Habia olvidado completamente la botica de su señor padre, cuando Zambo nos anunció á Mr. Rose que venia á tomar parte en el regocijo jeneral. Por estimable que fuera el exelente hombre, no era un boticario el suegro que yo ambicionaba para mi hija: habia soñado con un sub-prefecto; pero qué hacer en un pais primitivo que no ha conquistado todavia esa centralizacion que la Europa nos envidia?

Con M. Rose entró M. Green, seguido de Enrique. Reconocí al boticario en ese aire médico que jamás se pierde; pero el especiero con frac negro y corbata blanca era para mí un mónstruo desconocido. Su lenguaje y sus maneras no eran menos raras que su traje. Green, el vendedor de aceite y de café, hablaba con la autoridad y la sangre fria de un hombre que cuenta los millones por los dedos.

—Vecino, díjome, con afectuosa bonhomia, héme aquí medio de la familia por este jóven, vuestro yerno y mi socio. No quedaremos ahí. Enrique ha venido á verme: es un muchacho intelijente y que me agrada. He encontrado una colocacion para él. Alfredo se hace sedentario: no se casa uno para correr el mundo. Necesitamos entre tanto una persona de confianza en Calcuta. He pensado en Enrique, apesar de ser tan jóven. Nunca entra uno demasiado temprano en los negocios. Tres años de residencia en las Indias le formarán. Le daremos una parte, que si él trabaja, subirá de cuatro á cinco mil dollars por año. Vos me confiais un niño, y yo dentro de tres años os volveré un hombre.

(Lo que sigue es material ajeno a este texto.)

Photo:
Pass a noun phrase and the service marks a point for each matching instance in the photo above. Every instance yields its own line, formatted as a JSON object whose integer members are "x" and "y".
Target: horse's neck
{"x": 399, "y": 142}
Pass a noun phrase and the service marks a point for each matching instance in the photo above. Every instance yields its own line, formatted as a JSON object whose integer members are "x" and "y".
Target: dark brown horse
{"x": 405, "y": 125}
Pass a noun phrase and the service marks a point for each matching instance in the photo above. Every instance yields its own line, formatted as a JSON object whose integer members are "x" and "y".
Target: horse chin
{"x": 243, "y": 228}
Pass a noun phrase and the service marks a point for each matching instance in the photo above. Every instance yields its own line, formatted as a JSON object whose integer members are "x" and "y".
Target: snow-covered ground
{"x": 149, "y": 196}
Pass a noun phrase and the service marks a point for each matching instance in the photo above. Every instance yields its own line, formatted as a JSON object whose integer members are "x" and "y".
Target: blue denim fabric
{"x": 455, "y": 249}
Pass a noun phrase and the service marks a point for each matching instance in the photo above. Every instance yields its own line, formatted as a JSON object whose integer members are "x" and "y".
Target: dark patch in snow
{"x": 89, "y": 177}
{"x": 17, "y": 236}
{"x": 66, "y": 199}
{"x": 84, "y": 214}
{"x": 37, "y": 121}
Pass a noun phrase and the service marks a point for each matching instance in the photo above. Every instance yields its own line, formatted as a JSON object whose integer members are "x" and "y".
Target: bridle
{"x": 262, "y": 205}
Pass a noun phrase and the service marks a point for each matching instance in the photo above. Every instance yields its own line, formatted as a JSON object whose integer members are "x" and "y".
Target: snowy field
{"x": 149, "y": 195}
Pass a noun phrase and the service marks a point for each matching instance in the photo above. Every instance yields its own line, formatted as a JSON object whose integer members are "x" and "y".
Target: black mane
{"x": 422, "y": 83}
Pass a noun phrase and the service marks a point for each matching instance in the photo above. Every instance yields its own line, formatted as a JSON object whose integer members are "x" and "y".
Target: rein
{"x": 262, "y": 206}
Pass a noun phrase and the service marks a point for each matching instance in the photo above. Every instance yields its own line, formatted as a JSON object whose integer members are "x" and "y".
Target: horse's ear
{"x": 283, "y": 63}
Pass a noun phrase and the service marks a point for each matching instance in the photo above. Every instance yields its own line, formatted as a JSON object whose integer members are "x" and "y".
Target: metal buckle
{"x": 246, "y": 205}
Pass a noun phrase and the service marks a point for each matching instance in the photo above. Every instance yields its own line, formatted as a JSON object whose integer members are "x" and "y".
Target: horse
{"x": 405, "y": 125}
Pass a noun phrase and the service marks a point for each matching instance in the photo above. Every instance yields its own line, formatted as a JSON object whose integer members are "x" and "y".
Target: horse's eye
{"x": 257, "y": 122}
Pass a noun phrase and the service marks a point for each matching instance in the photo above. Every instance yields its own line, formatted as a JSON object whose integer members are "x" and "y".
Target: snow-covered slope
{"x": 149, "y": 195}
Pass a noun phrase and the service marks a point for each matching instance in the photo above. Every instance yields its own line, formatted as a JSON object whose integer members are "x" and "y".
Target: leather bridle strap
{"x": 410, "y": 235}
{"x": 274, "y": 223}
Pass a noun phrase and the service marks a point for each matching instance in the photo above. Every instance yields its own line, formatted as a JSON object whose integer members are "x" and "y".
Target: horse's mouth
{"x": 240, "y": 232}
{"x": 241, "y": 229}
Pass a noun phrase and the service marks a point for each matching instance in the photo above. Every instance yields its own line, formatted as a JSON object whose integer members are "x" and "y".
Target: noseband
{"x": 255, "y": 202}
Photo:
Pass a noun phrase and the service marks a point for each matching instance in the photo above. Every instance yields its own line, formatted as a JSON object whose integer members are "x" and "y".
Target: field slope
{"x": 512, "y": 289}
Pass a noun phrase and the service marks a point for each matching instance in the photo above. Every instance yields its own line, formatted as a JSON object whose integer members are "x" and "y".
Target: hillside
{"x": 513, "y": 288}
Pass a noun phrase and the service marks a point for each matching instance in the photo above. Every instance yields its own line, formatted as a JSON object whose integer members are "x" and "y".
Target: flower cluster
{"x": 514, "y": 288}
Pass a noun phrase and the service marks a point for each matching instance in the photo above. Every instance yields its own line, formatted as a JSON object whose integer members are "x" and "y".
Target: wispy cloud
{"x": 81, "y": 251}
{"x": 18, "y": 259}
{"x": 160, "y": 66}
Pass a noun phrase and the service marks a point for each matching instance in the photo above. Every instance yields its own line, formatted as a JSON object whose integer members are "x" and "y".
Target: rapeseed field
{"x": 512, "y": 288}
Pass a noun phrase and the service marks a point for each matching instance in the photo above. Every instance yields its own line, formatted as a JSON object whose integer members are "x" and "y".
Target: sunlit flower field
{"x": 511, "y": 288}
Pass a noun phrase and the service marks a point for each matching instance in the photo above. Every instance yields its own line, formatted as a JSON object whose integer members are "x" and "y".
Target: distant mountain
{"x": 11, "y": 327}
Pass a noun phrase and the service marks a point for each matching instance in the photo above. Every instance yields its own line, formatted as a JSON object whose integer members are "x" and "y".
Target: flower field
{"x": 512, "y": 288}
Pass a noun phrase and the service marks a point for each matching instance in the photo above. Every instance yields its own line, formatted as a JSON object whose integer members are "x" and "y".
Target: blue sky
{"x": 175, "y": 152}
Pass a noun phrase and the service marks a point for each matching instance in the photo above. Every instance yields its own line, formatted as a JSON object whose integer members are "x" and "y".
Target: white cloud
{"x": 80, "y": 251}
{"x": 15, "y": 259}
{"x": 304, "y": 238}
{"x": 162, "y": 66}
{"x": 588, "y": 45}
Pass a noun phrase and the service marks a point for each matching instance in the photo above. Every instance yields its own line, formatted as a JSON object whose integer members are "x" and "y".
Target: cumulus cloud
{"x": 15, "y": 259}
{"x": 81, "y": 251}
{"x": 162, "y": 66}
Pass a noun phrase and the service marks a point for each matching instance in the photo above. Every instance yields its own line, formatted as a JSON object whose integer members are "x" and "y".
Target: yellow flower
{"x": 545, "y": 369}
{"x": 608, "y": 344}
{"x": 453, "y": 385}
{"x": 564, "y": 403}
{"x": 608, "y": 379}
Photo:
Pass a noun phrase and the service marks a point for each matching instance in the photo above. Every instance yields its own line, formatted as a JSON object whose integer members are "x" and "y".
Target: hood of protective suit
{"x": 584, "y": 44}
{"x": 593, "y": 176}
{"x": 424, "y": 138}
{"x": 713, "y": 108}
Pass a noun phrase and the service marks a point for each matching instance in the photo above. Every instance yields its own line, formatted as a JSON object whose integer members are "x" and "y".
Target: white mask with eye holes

¿Qué decis de mi proyecto? ¿os sonríe tanto como á Enrique?

—Oh hijo mio! me dije yo, habia soñado otro porvenir para tí. Quizá este te convenga mas; quizá no tengas ni el jénio de la política, ni la flexibilidad necesaria para elevarte al rango de jefe de oficina. El dado está tirado, serás millonario!

Dí las gracias á Green, quien me dijo al oído:

—Vecino, no pararemos en esto. Conoceis á Margarita, mi duodécima hija, chiquilla encantadora, que ya tiene diez años y el talle redondo como una muñeca. Tengo la idea que dentro de seis ó siete años haremos de ella la señora de Smith. Pensaremos en el jóven y en su fortuna; contad conmigo.

Esto era demasiado! Yo, el doctor Lefebvre, yo un sábio, un bourgeois en mi pais, convertido así en aliado de un especiero, y debiéndole favores!

Es cierto, amo la igualdad: soy francés, y tengo por evanjelio los principios de 1789. Que proclamen esta igualdad y la anuncien en todas partes, lo exijo; que la pongan en nuestras leyes, lo consiento: las leyes no se aplican jamás; pero que se haga descender esa igualdad á nuestras costumbres, nunca! El hombre que no hace nada estará siempre arriba del que se ensucia los dedos trabajando.